A Note on Graph Construction
The official LangGraph testing docs recommend a useful pattern for stateful agents: create the graph inside each test, then compile it with a fresh checkpointer for that test.
That matters most when you are testing checkpoint persistence, interrupts,
update_state, time travel, or resumable execution.
The demo repo keeps the default examples simpler because these graphs do not
use checkpoint persistence. The tests still build fresh graph instances inside
each test, and the graph modules expose uncompiled create_* helpers so you can
compile with a fresh checkpointer when a test needs that behavior.
A Quick Note on Async Testing
LangGraph supports both sync and async workflows.

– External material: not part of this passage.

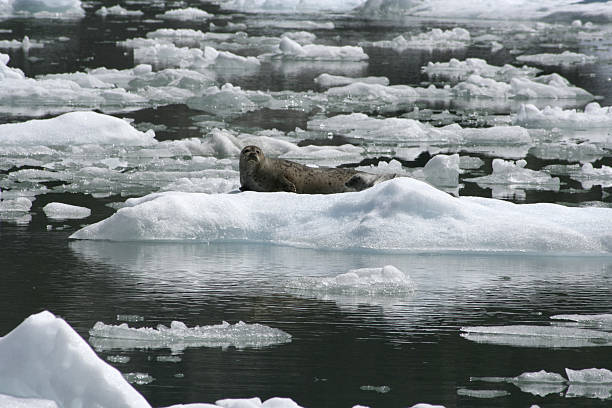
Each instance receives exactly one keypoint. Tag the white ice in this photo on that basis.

These examples use async graph execution because most real applications eventually call async model, database, or service APIs, and it keeps the tests close to production usage.
In pytest, that’s handled cleanly with:
@pytest.mark.asyncio
This allows you to:
- Call
await graph.ainvoke(...)directly - Keep tests readable
- Avoid complex setup
For most use cases, async testing adds very little overhead.
Why This Structure Works
Each layer has a clear responsibility:
| Layer | Purpose | Speed | Debuggability |
|---|---|---|---|
| Unit tests | Validate node logic | Fast | High |
| Graph tests | Validate system behavior | Medium | Medium |
| Failure tests | Validate robustness | Fast | High |
Because concerns are separated:
- Failures are easier to diagnose
- Tests remain stable as the system grows
- You avoid brittle, over-coupled tests
What About LLMs?
In this project, all tests use deterministic fake models.
That’s intentional.
If your tests depend on real LLM outputs:
- They become flaky
- They slow down
- They fail for the wrong reasons
Instead:
- Use pytest for correctness
- Use evaluation (LangSmith, etc.) for quality
We’ll cover that in the next post.
The Real Takeaway
If all your tests run the full graph, you don’t have a test suite.
You have a bottleneck.
A well-structured LangGraph test suite:
- Tests nodes in isolation
- Tests behavior at the graph level
- Tests failure paths explicitly
That’s what gives you confidence to evolve the system without breaking it.
What’s Next
In the next post, we’ll look at:
- How to evaluate LangGraph workflows properly
- Using datasets instead of ad-hoc prompts
- Scoring outputs with LangSmith
Because once your system is correct…
The next challenge is making sure it’s actually good.
Final Thought
Most AI systems fail quietly.
Not because the model is bad — but because no one tested how the system behaves when things go wrong.
Structure your tests properly, and you’ll catch those failures before your users do.